Monday, Jul. 25, 1949

Locking the Door

When a $10,000-a-year official of the RFC, John Hagerty, took over the $30,000-a-year presidency of Waltham Watch Co. (TIME, May 9), many a congressional temper flared. For Hagerty, as the RFC's Boston manager, had recommended the $9,000,000 loan (later cut to $6,000,000) that enabled Waltham to reorganize. A Senate committee began digging into the RFC's records, found that the RFC had been an open door to high-salaried jobs in other companies which it had bailed out. In 4 1/2-years, 20 RFC employees had joined companies that were in debt to the RFC. Like Hagerty, many of them had recommended loans for their future employers. Examples of other shifts:

P: Sterling Foster, ex-chief of the RFC's loans operations division, to the presidency of South Carolina's Plywood Plastic Co., which has $3,000,000 in RFC loans.

P: Ben Shallit, RFC engineer who recommended a $200,000 loan to Alaska's Usibelli Coal Mines Inc., to assistant manager of the company.

P: RFC's Merl Young, an $18,000 vice-presidency at Ohio's Lustron Co., which has a $34.5 million RFC loan.

Last week, the Senate Banking & Currency Committee decided it was time to lock the RFC's job-placement door. It approved a bill that would bar RFC officials who have lending discretion from accepting jobs with RFC borrowers for two years after loans are made. Speedy congressional passage was likely.

A few Senators were also looking for other doors to lock. With the Army tracking down the shennanigans of "Five-Percenters" (see NATIONAL AFFAIRS), Nebraska's Senator Hugh Butler thought the Government ought to go after its own ex-officials who practice law before the same agencies they once bossed.

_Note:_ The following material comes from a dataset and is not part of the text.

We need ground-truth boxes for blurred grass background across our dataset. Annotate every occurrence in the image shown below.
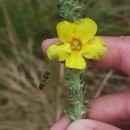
[0,0,130,130]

Specifically, Butler mentioned ex-CAB Chairman James Landis, ex-Trustbuster Thurman Arnold, ex-OPA Boss Paul Porter and ex-Under Secretary of the Interior Abe Fortas. He called them "the real influence men ... the professional bleeding hearts of the New Deal who have been converted to the private enterprise system by ... fat legal fees." Butler wanted to outlaw all such representation for at least two years after officials left federal service.